John also had to briefly abandon the mid engined layout as the company moved into the senior classes with the Cooper Bristol, for the simple reason that the Bristol engine was intended to be mated, via a shaft, to a normal car gearbox then a differential. An arrangement that was so long as to be impractical to place the engine amidships. Cooper could only return to the mid engine when Francis Beart proposed the Citroen Traction Avant transaxle. A modified version placed behind the new Coventry Climax FWA engine formed the key ingredients of the Cooper Bobtail. Significantly, the Bobtail was based very much on the Cooper Mk IX and John went to the trouble of ballasting the 500 record car to test its handling and braking during the design process. John's background in his mid engined 500's meant that he knew just how effective such a car could be and led to sea change in racing car design.

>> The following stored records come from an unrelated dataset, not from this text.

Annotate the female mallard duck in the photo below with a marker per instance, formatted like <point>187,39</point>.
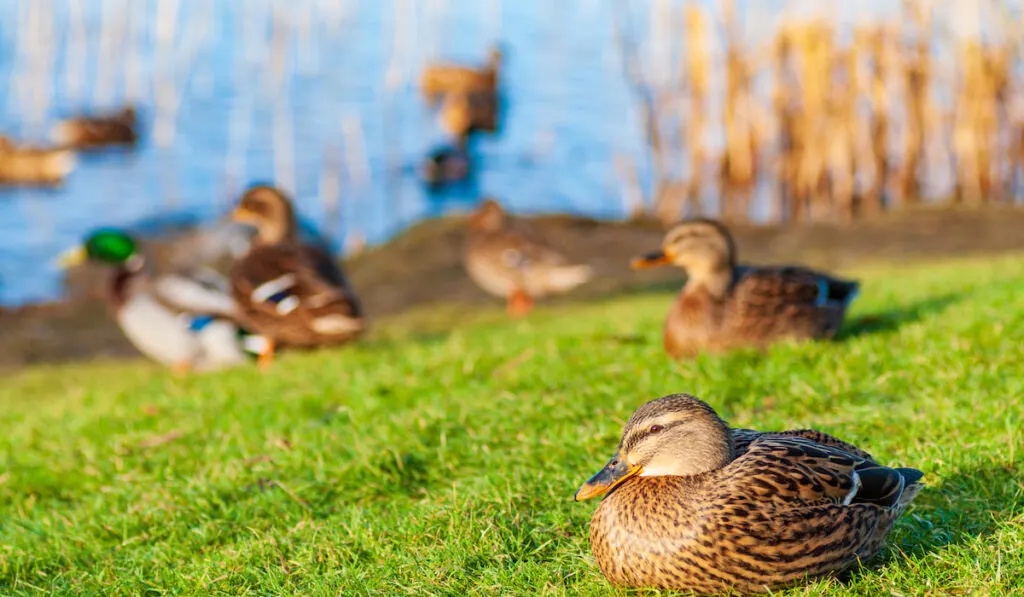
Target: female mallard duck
<point>438,80</point>
<point>291,293</point>
<point>694,505</point>
<point>724,306</point>
<point>446,165</point>
<point>183,322</point>
<point>507,260</point>
<point>34,166</point>
<point>92,132</point>
<point>466,113</point>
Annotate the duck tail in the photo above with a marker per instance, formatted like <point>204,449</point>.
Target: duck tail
<point>60,163</point>
<point>911,484</point>
<point>64,133</point>
<point>837,292</point>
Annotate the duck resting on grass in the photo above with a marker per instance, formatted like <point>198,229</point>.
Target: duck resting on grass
<point>723,305</point>
<point>182,321</point>
<point>507,260</point>
<point>29,166</point>
<point>290,293</point>
<point>693,505</point>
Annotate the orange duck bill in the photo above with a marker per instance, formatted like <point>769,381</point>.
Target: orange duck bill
<point>613,473</point>
<point>651,260</point>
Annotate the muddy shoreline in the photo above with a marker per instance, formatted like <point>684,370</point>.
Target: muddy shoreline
<point>423,266</point>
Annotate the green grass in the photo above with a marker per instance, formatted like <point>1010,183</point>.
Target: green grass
<point>445,465</point>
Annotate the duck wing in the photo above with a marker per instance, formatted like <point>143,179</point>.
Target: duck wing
<point>795,301</point>
<point>284,296</point>
<point>794,508</point>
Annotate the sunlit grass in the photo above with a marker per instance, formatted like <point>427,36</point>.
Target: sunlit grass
<point>445,464</point>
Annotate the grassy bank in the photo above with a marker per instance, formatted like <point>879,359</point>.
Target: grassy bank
<point>446,464</point>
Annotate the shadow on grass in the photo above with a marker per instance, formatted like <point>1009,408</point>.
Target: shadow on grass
<point>969,503</point>
<point>892,320</point>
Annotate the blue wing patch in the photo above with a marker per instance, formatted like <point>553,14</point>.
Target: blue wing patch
<point>822,299</point>
<point>198,323</point>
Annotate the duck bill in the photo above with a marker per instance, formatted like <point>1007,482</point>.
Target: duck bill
<point>651,260</point>
<point>613,473</point>
<point>71,258</point>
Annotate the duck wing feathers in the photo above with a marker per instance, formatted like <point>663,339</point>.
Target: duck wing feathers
<point>797,472</point>
<point>283,295</point>
<point>795,301</point>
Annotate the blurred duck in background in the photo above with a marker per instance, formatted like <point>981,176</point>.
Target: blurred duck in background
<point>184,321</point>
<point>506,259</point>
<point>29,166</point>
<point>724,306</point>
<point>446,165</point>
<point>441,79</point>
<point>95,132</point>
<point>292,293</point>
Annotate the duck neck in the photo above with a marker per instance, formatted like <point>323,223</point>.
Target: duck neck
<point>275,231</point>
<point>121,287</point>
<point>716,281</point>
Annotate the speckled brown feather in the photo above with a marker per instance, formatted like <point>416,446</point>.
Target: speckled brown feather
<point>723,306</point>
<point>98,131</point>
<point>790,507</point>
<point>318,295</point>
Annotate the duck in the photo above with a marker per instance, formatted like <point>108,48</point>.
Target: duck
<point>94,132</point>
<point>292,293</point>
<point>507,259</point>
<point>691,504</point>
<point>440,79</point>
<point>446,165</point>
<point>466,113</point>
<point>31,166</point>
<point>184,321</point>
<point>724,306</point>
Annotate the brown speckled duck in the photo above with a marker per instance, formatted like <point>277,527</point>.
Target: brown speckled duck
<point>694,505</point>
<point>506,259</point>
<point>441,79</point>
<point>725,306</point>
<point>20,165</point>
<point>93,132</point>
<point>290,293</point>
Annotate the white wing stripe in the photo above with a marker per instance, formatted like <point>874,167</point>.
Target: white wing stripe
<point>268,289</point>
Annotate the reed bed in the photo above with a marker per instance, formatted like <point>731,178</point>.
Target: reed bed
<point>833,118</point>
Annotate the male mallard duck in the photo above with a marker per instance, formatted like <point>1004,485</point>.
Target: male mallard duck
<point>34,166</point>
<point>466,113</point>
<point>293,294</point>
<point>438,80</point>
<point>91,132</point>
<point>724,306</point>
<point>183,322</point>
<point>694,505</point>
<point>507,260</point>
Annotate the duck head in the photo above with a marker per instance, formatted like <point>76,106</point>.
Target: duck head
<point>269,211</point>
<point>488,217</point>
<point>673,435</point>
<point>108,246</point>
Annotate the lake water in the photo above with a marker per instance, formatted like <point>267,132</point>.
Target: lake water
<point>240,117</point>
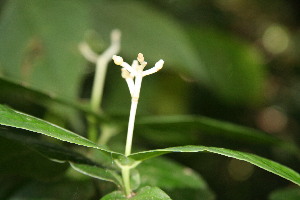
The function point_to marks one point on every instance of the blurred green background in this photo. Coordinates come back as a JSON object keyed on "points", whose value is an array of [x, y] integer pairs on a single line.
{"points": [[232, 60]]}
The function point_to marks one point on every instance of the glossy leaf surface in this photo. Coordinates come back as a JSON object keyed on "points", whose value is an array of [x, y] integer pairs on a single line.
{"points": [[258, 161], [12, 118], [153, 193]]}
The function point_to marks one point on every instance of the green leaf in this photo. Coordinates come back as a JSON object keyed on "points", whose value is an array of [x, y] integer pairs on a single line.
{"points": [[149, 31], [153, 193], [98, 172], [258, 161], [17, 159], [285, 194], [180, 183], [50, 150], [45, 53], [149, 126], [58, 190], [10, 89], [12, 118]]}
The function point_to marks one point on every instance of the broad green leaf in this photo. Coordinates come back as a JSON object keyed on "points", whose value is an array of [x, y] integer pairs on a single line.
{"points": [[55, 190], [98, 172], [258, 161], [156, 172], [19, 160], [145, 29], [180, 182], [153, 193], [234, 68], [149, 126], [12, 118], [285, 194], [45, 53], [50, 150], [10, 88]]}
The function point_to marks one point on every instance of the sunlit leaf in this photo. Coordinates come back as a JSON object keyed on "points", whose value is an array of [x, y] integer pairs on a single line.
{"points": [[235, 69], [98, 173], [153, 193], [285, 194], [17, 159], [149, 31], [258, 161], [151, 126], [12, 118]]}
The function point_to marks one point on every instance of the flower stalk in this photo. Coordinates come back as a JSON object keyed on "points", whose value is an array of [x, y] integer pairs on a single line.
{"points": [[133, 75], [101, 62]]}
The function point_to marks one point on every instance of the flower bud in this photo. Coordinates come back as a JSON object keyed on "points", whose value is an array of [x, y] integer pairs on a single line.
{"points": [[118, 60]]}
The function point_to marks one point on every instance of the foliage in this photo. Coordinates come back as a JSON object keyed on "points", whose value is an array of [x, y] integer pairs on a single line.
{"points": [[210, 101]]}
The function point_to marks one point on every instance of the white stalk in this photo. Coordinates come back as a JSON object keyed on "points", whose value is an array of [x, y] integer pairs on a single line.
{"points": [[101, 68], [129, 73], [101, 62]]}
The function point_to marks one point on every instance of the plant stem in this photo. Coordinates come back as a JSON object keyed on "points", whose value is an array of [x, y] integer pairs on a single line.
{"points": [[133, 108], [126, 180], [98, 84], [130, 128]]}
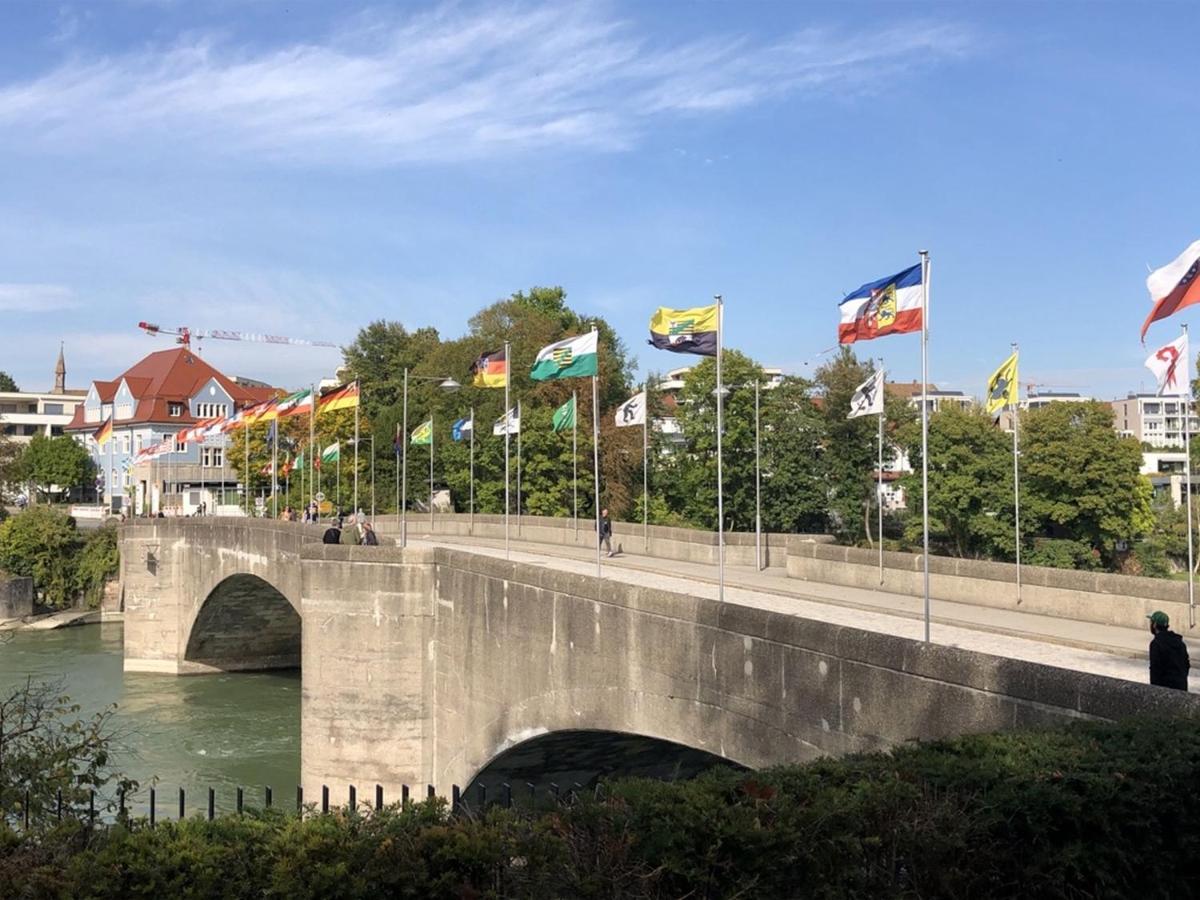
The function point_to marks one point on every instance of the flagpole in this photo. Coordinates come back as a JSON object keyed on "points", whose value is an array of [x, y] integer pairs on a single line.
{"points": [[720, 486], [358, 391], [1017, 477], [508, 379], [246, 503], [471, 526], [757, 483], [924, 424], [1187, 454], [275, 472], [431, 472], [879, 473], [519, 468], [403, 471], [575, 460]]}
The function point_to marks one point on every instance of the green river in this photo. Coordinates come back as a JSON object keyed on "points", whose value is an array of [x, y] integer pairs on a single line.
{"points": [[197, 732]]}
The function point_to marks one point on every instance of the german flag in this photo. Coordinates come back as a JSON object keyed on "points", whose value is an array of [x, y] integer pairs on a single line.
{"points": [[345, 396], [491, 370], [103, 432]]}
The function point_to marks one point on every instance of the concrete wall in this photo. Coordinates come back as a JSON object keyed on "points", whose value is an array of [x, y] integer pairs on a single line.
{"points": [[1084, 597], [16, 597], [682, 544], [415, 688], [239, 580]]}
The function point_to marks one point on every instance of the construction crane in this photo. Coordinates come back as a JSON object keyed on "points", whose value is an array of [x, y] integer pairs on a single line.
{"points": [[184, 336]]}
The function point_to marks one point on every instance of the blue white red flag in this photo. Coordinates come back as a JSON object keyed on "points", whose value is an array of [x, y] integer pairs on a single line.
{"points": [[888, 306]]}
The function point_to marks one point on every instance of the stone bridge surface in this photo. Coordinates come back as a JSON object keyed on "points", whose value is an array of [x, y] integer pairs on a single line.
{"points": [[424, 665]]}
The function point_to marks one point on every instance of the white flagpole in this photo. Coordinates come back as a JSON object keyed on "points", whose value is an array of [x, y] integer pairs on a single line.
{"points": [[646, 465], [595, 465], [403, 471], [575, 460], [879, 484], [359, 391], [519, 468], [1017, 479], [508, 379], [757, 483], [471, 521], [720, 427], [431, 472], [924, 423], [1187, 454]]}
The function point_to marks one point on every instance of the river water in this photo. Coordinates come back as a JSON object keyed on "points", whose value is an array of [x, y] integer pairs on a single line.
{"points": [[196, 732]]}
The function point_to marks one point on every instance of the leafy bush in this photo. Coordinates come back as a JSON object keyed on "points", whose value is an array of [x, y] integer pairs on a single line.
{"points": [[42, 543], [1090, 810], [99, 562]]}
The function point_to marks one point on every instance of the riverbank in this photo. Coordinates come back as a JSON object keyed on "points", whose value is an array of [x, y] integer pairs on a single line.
{"points": [[61, 618]]}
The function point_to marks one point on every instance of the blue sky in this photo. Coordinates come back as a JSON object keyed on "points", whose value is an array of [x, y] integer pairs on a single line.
{"points": [[303, 168]]}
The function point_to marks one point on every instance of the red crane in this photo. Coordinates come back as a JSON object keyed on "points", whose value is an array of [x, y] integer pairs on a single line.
{"points": [[184, 336]]}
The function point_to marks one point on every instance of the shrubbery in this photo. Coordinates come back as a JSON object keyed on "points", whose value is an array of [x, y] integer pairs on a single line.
{"points": [[43, 544], [1091, 810]]}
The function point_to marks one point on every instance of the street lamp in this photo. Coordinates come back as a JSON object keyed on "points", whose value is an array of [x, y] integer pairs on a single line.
{"points": [[444, 383]]}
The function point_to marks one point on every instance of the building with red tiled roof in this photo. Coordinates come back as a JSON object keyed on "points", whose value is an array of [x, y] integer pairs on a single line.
{"points": [[150, 401]]}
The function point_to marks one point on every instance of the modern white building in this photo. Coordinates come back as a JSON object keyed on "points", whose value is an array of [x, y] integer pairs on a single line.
{"points": [[1153, 420], [24, 414]]}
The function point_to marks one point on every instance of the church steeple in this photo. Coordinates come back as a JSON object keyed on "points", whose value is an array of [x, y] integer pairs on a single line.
{"points": [[60, 373]]}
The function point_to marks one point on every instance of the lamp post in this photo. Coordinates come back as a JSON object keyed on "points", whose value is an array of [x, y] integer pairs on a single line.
{"points": [[445, 383]]}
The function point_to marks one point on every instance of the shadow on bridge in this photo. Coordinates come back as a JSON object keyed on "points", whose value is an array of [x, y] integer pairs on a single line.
{"points": [[244, 624], [585, 757]]}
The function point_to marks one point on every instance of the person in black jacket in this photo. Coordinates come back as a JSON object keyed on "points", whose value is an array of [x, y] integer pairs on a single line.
{"points": [[1168, 654]]}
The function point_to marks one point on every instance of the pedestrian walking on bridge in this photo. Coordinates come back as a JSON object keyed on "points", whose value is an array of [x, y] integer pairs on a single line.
{"points": [[1168, 654]]}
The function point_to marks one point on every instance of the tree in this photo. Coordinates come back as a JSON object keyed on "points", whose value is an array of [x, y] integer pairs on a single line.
{"points": [[851, 444], [42, 544], [60, 462], [970, 483], [1081, 480]]}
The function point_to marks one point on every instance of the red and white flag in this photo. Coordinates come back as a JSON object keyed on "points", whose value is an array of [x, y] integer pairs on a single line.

John Cooper CBE died in December 2000. His contribution to motorsport, especially British motorsport, was immense.

The John Cooper Tribute, on the grid of the Goodwood Revival, in September 2001. Your editor was honoured to stand along with the other Cooper 500s and later Cooper cars. After the formalities, the drivers enjoyed a particularly high speed "parade". We hope John would have approved.